A tortilha à base de milho com feijão, por exemplo, representa 40% das proteínas consumidas pelos mexicanos. As importações de milho do México e da América Central passam de US$ 1 bilhão por ano -em grande parte, atendidas pela venda subsidiada dos EUA, prática que inibe a produção local e renova a dependência alimentar. Dependência que pode se tornar insegurança alimentar com o aumento de preço e a ameaça de que parte significativa da produção de milho não se destinará mais ao consumo humano, e sim à produção de etanol.
Para que a produção de agroenergia possa beneficiar os pobres, e não só os ricos, Diouf propõe três políticas.
A primeira é reduzir as barreiras contra o etanol. O produto brasileiro feito a partir da cana-de-açúcar, por exemplo, é taxado em US$ 23 o barril pelos Estados Unidos.
A segunda política sugerida busca assegurar que os agricultores familiares possam se organizar em associações e cooperativas para produzir e processar a matéria-prima e comercializar a bioenergia.

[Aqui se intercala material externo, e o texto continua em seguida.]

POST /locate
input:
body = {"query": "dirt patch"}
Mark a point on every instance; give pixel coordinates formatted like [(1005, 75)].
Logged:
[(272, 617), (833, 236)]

Por último, Diouf defende a certificação ambiental da bioenergia. No escritório regional da FAO para a América Latina e Caribe, vinculado à sede da organização em Roma, acreditamos que podemos ir ainda mais longe do que as políticas sugeridas em nível mundial pelo diretor-geral, pedindo, por exemplo, a certificação social do biocombustível. Esse é, na minha opinião, o "calcanhar de Aquiles" do álcool brasileiro.
Segundo dados do Instituto de Economia Agrícola do Estado de São Paulo, um bóia-fria ganha hoje praticamente o mesmo que ganhava no final dos anos 60, antes de existir o Proálcool. A diferença é que, em vez de cortar de duas a três toneladas de cana, hoje ele tem que cortar de oito a dez toneladas -às vezes, até mais. Com isso, o esforço físico do trabalhador, que sempre foi extenuante, aumentou de tal maneira que já levou à morte por exaustão dezenas de bóias-frias no Brasil.
Com as políticas propostas por Diouf, o mundo poderia aumentar o percentual na sua matriz energética de fontes limpas e renováveis de energia, produzidas com respeito ao meio ambiente e com trabalho digno e incluindo os agricultores pobres. E a América Latina pode ter um papel relevante nessa nova matriz. Para cada hectare agricultável na região há outro não utilizado. Área suficiente para conciliar a segurança alimentar e a expansão da agroenergia.